Un south new deal per frenare la fuga dei giovani cervelli
Per questo i primi cittadini chiedono un confronto urgente al Governo perché prenda in seria considerazione una serie di proposte per il Pnrr, a cominciare dal varo di un “South new deal”, ovvero un piano straordinario di assunzioni che destini ai Comuni meridionali 5000 giovani progettisti, con una corsia preferenziale per i cervelli in fuga, che dovrebbero aggiungersi ai 60mila dipendenti chiesti dall’Anci per colmare le carenze di organico di tutti i Comuni italiani.

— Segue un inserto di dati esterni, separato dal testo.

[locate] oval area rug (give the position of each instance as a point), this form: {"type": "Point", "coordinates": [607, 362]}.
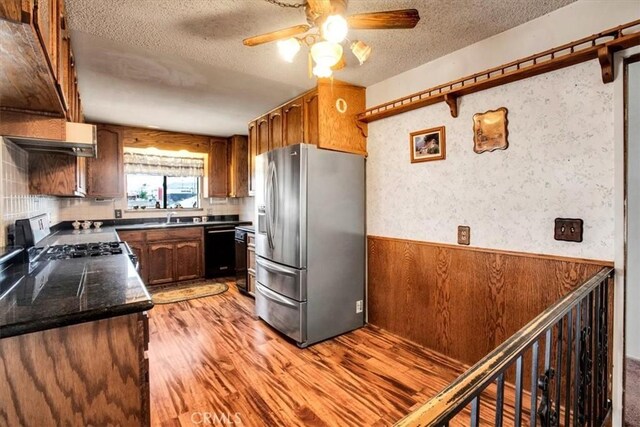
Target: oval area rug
{"type": "Point", "coordinates": [187, 291]}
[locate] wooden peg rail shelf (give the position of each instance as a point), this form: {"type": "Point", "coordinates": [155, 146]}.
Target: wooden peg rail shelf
{"type": "Point", "coordinates": [602, 46]}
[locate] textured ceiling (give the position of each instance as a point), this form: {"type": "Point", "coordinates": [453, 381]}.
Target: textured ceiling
{"type": "Point", "coordinates": [181, 65]}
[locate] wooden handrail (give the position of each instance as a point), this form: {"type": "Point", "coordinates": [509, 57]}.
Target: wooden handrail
{"type": "Point", "coordinates": [568, 54]}
{"type": "Point", "coordinates": [467, 386]}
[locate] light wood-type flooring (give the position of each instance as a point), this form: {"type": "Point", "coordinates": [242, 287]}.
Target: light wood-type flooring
{"type": "Point", "coordinates": [210, 358]}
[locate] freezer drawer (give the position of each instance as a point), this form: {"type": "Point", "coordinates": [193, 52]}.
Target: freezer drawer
{"type": "Point", "coordinates": [285, 280]}
{"type": "Point", "coordinates": [284, 314]}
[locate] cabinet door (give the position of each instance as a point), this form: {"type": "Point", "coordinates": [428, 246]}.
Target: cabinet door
{"type": "Point", "coordinates": [161, 263]}
{"type": "Point", "coordinates": [140, 251]}
{"type": "Point", "coordinates": [311, 126]}
{"type": "Point", "coordinates": [263, 134]}
{"type": "Point", "coordinates": [55, 174]}
{"type": "Point", "coordinates": [218, 168]}
{"type": "Point", "coordinates": [275, 129]}
{"type": "Point", "coordinates": [238, 173]}
{"type": "Point", "coordinates": [292, 121]}
{"type": "Point", "coordinates": [105, 174]}
{"type": "Point", "coordinates": [188, 260]}
{"type": "Point", "coordinates": [253, 152]}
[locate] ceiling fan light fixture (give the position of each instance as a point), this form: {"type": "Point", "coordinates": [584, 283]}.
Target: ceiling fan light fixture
{"type": "Point", "coordinates": [335, 28]}
{"type": "Point", "coordinates": [326, 54]}
{"type": "Point", "coordinates": [288, 48]}
{"type": "Point", "coordinates": [322, 72]}
{"type": "Point", "coordinates": [361, 50]}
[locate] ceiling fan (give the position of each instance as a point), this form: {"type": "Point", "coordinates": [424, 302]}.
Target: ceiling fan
{"type": "Point", "coordinates": [326, 29]}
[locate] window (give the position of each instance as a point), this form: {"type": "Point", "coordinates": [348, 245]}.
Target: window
{"type": "Point", "coordinates": [162, 192]}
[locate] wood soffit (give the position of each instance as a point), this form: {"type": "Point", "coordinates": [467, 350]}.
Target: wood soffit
{"type": "Point", "coordinates": [601, 46]}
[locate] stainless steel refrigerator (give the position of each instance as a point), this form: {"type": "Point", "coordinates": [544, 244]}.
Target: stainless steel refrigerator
{"type": "Point", "coordinates": [310, 242]}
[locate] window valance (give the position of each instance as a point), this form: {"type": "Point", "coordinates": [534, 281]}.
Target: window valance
{"type": "Point", "coordinates": [149, 164]}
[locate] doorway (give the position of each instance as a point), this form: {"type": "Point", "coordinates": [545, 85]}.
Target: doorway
{"type": "Point", "coordinates": [632, 280]}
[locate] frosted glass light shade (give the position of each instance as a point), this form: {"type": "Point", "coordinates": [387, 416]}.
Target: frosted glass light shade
{"type": "Point", "coordinates": [326, 54]}
{"type": "Point", "coordinates": [288, 48]}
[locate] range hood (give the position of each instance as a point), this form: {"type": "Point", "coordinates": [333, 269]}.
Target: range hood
{"type": "Point", "coordinates": [80, 141]}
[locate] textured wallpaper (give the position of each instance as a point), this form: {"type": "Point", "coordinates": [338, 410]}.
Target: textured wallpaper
{"type": "Point", "coordinates": [559, 164]}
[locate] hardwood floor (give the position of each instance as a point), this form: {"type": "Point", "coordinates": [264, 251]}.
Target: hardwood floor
{"type": "Point", "coordinates": [210, 357]}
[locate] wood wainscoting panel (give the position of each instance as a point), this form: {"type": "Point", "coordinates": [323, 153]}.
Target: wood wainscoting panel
{"type": "Point", "coordinates": [463, 302]}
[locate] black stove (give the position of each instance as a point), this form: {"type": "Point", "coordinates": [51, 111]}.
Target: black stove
{"type": "Point", "coordinates": [82, 250]}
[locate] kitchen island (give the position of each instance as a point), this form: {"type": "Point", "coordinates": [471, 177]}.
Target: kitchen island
{"type": "Point", "coordinates": [73, 339]}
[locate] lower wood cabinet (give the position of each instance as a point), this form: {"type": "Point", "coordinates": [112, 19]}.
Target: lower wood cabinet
{"type": "Point", "coordinates": [167, 255]}
{"type": "Point", "coordinates": [93, 373]}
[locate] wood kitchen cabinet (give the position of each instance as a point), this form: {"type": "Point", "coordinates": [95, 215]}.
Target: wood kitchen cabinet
{"type": "Point", "coordinates": [218, 168]}
{"type": "Point", "coordinates": [105, 173]}
{"type": "Point", "coordinates": [238, 172]}
{"type": "Point", "coordinates": [325, 116]}
{"type": "Point", "coordinates": [38, 59]}
{"type": "Point", "coordinates": [275, 129]}
{"type": "Point", "coordinates": [252, 153]}
{"type": "Point", "coordinates": [293, 122]}
{"type": "Point", "coordinates": [57, 175]}
{"type": "Point", "coordinates": [262, 124]}
{"type": "Point", "coordinates": [167, 255]}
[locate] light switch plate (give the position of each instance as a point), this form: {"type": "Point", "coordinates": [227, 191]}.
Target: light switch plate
{"type": "Point", "coordinates": [464, 235]}
{"type": "Point", "coordinates": [568, 229]}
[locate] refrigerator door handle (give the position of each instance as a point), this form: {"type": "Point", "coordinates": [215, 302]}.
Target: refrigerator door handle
{"type": "Point", "coordinates": [268, 293]}
{"type": "Point", "coordinates": [270, 266]}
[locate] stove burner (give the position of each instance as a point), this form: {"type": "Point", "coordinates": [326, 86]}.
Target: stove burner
{"type": "Point", "coordinates": [82, 250]}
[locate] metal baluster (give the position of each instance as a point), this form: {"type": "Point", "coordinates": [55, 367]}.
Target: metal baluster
{"type": "Point", "coordinates": [518, 403]}
{"type": "Point", "coordinates": [499, 399]}
{"type": "Point", "coordinates": [545, 409]}
{"type": "Point", "coordinates": [475, 411]}
{"type": "Point", "coordinates": [534, 383]}
{"type": "Point", "coordinates": [576, 372]}
{"type": "Point", "coordinates": [559, 366]}
{"type": "Point", "coordinates": [567, 402]}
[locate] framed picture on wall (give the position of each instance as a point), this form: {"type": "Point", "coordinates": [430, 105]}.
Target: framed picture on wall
{"type": "Point", "coordinates": [427, 145]}
{"type": "Point", "coordinates": [490, 131]}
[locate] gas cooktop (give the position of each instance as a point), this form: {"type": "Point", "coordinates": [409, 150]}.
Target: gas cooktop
{"type": "Point", "coordinates": [82, 250]}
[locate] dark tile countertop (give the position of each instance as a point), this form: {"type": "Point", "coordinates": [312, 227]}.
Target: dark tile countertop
{"type": "Point", "coordinates": [49, 294]}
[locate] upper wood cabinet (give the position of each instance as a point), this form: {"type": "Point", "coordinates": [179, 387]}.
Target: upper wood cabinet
{"type": "Point", "coordinates": [238, 173]}
{"type": "Point", "coordinates": [218, 168]}
{"type": "Point", "coordinates": [310, 120]}
{"type": "Point", "coordinates": [263, 134]}
{"type": "Point", "coordinates": [57, 174]}
{"type": "Point", "coordinates": [105, 173]}
{"type": "Point", "coordinates": [275, 129]}
{"type": "Point", "coordinates": [253, 152]}
{"type": "Point", "coordinates": [37, 59]}
{"type": "Point", "coordinates": [293, 122]}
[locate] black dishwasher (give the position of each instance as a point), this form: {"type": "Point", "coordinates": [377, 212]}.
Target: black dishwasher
{"type": "Point", "coordinates": [219, 250]}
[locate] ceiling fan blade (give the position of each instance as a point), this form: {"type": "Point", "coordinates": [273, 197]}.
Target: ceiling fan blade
{"type": "Point", "coordinates": [276, 35]}
{"type": "Point", "coordinates": [319, 7]}
{"type": "Point", "coordinates": [406, 18]}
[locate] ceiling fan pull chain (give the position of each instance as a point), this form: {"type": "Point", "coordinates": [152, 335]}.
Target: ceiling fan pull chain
{"type": "Point", "coordinates": [282, 4]}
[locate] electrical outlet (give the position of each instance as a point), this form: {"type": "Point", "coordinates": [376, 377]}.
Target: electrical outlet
{"type": "Point", "coordinates": [568, 229]}
{"type": "Point", "coordinates": [464, 235]}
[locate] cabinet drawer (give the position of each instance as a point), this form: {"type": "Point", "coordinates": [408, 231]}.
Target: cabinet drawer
{"type": "Point", "coordinates": [131, 236]}
{"type": "Point", "coordinates": [175, 234]}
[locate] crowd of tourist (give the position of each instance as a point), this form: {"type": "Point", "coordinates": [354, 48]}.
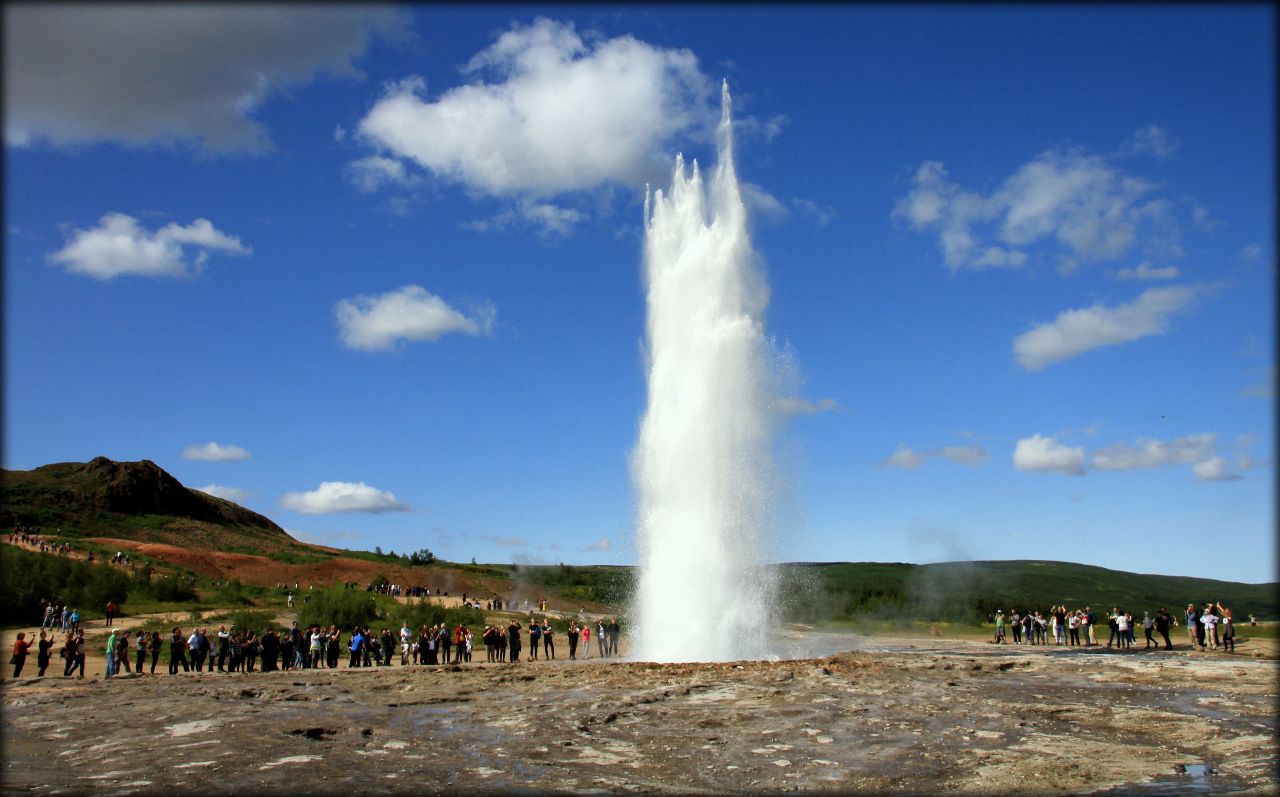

Assegnare il 33 per cento dei fondi Pnnr al Sud non basta
Il comitato di Recovery Sud, infine, valutare insufficiente la quota del piano europeo assegnata al Sud e chiede inoltre l’attuazione immediata dei livelli essenziali delle prestazioni, l’adeguamento del sistema infrastrutturale a quello del resto del Paese (a cominciare dall’Alta velocità), e interventi per potenziare le aree produttive. Si chiedono inoltre interventi di edilizia sociale attraverso il recupero dei centri storici, piani di recupero delle acque reflue, un piano di adattamento ai cambiamenti climatici, azioni per il recupero di castelli e dimore storiche, deroghe per i Comuni in dissesto, l’eliminazione dei vincoli burocratici, interventi nelle aree interne e nei Borghi autentici, l’introduzione capillare di linee di bus elettrici o a idrogeno, investimenti nella bike economy, la promozione dell’agricoltura sociale e dei terreni confiscati.